Faculty Directory

Katharine G. Young

Professor and Associate Dean of Faculty and Global Programs

Dean's Distinguished Scholar

Profile

Katharine Young serves as the Associate Dean for Faculty and Global Programs, Professor, and Dean’s Distinguished Scholar at Boston College Law School. Her research focuses on comparative constitutional law, international human rights law, economic and social rights, and law and gender. Her recent scholarship examines how “positive” legal obligations, which require state action rather than restraint, challenge traditional constitutionalist models of public law. This includes an extended study of the mechanisms of queues and waiting lists in law, and a comparative analysis of social movements and litigation around rights to health care, housing, education, and other economic and social rights. 

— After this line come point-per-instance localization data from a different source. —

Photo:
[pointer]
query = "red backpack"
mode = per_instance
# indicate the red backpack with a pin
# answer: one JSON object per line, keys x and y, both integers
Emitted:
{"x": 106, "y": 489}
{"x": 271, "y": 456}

Professor Young’s publications include: “Human Rights Originalism” (Georgetown Law Journal), “Rights and Queues: Distributive Contests in the Modern State” (Columbia Journal of Transnational Law ) selected for the 2016 Harvard/Stanford/Yale Junior Faculty Forum, and “The Minimum Core of Economic and Social Rights: A Concept in Search of Content” (Yale Journal of International Law). Her monograph, Constituting Economic and Social Rights (Oxford University Press, 2012), is published in the Oxford Constitutional Theory series. She has also edited The Future of Economic and Social Rights (Cambridge University Press, 2019) with a foreword by Amartya Sen, and The Public Law of Gender with Kim Rubenstein (Cambridge University Press, 2016).

Other recent publications have appeared in the University of Toronto Law Journal, Harvard Human Rights Journal, Harvard Law Review Forum, International Journal of Constitutional Law (I-CON)Australian Year Book of International Law, and more than a dozen edited books. Young has also co-published a casebook with Jim Rogers, The Law of Contracts, Cases and Materials (Foundation Press, 2017) and her work has been translated into Spanish and Portuguese. She is currently co-editing, with Malcolm Langford, the Oxford Handbook of Economic and Social Rights, an interdisciplinary study that involves legal, philosophical, historical, and broader social scientific inquiry in relation to such rights, across states and regions in both the Global North and Global South.

Before coming to Boston College, Young was an Associate Professor at the Australian National University and a Byse Teaching Fellow at Harvard Law School. She completed fellowships with Harvard University’s Project on Justice, Welfare, and Economics, the Edmond J. Safra Center for Ethics, and the Weatherhead Center for International Affairs.

Young earned her B.A. and LL.B. (Hons) from the University of Melbourne and later completed the LL.M. studies and S.J.D. degree from Harvard University as a Knox Scholar. She also completed a law exchange at the University of Heidelberg, Germany (in German). She clerked for Justice Michael Kirby AC CMG of the Australian High Court, and represented the winning team, for Australia, of the Jessup International Law Moot Court. When in practice, she worked as a lawyer with Allens in Melbourne, with the United Nations in Bonn, Germany, with the Legal Resources Centre in Accra, Ghana, and with Paul, Weiss in New York.